Winter is the season of electrical mishaps, which is a big improvement from the days of yore when every season was the season of electrical mishaps. So even though I live in a neighborhood known for reliable electricity, you still get the winter power surges. Thus, I awoke this morning to the smell, for the second time this year, of burning something. It was just the electrical space heater. My space heater is a perfectly nice appliance that was unfairly subjected to some Georgian engineering. Somebody soldered an extension cord onto the original cord with electrical tape, resulting in a certain shabby chic, fire hazard-y appeal.

Well fine, so the electrical tape was burning through and sparking and smoking. I turn the thing off, stre-e-e-tch and yawn, flip on my bedside lamp and POW with the lightbulb in the face. Not the most delightful of mornings.

At my office, where there was neither water nor electricity today, (and thus much more eating and drinking), I told my colleague Lasha about the lightbulb. "It was," I told him proudly, "my very first lightbulb-in-the-face."

"Your first?" Lasha looked at me as if I'd just told him that I eat babies and started counting off, on his fingers, the televisions, refrigerators, and mobile phone chargers that have all blown up in his face.

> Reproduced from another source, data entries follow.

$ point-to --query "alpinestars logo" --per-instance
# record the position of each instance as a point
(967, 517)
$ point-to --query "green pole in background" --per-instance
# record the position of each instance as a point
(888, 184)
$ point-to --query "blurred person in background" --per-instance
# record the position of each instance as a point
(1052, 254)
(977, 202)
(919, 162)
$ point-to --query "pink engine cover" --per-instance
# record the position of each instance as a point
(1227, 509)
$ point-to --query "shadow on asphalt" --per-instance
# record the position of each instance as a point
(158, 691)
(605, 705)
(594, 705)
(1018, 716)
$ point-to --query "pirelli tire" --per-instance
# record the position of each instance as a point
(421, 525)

O, the appliances I have known.

Well, down one warmth-giving appliance, so now we have to rely on the unventilated gas space heater that the internet assures me will kill me in no time. Mmmmm carbon monoxide. I used to wish that I had brought my electric blanket with me, but now thinking better of it, what with the sparking and the explosions and the whole Robert Fulghum bit.

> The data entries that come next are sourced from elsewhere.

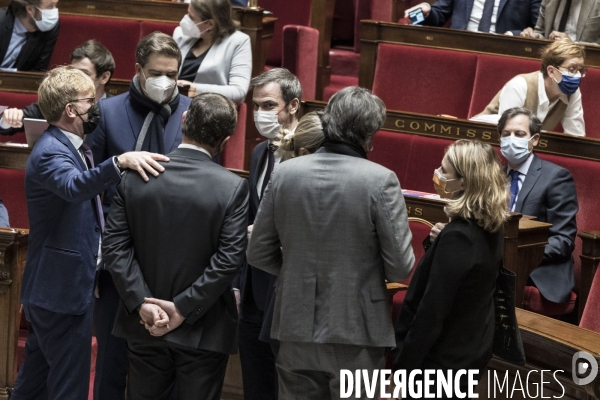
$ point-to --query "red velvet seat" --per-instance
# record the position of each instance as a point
(300, 53)
(233, 155)
(16, 100)
(120, 36)
(422, 80)
(12, 193)
(491, 75)
(287, 13)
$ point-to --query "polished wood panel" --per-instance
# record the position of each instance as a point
(374, 32)
(13, 252)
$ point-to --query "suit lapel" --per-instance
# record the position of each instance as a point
(533, 174)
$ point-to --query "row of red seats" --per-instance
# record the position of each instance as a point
(435, 81)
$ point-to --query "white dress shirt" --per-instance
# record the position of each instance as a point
(523, 169)
(515, 91)
(477, 13)
(17, 40)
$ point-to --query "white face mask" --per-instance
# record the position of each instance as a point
(189, 28)
(267, 123)
(159, 88)
(48, 21)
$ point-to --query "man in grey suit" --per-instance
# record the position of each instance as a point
(173, 245)
(333, 227)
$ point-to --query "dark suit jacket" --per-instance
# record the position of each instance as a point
(64, 230)
(548, 192)
(180, 237)
(37, 50)
(447, 318)
(513, 15)
(119, 128)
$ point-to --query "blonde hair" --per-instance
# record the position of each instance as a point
(61, 86)
(308, 135)
(560, 51)
(485, 196)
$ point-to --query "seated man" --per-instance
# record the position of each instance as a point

I share this for the slapstick appeal, but I don't want to make it seem like I'm really roughing it here. I've got high speed internet in my apartment and a frigging Benetton on the corner. Going out to the regions, where I spent last week, puts some perspective on things. Sure we didn't have water in the office today, but out in this village past where the roads end, they're still getting water the old-fashioned way, every day.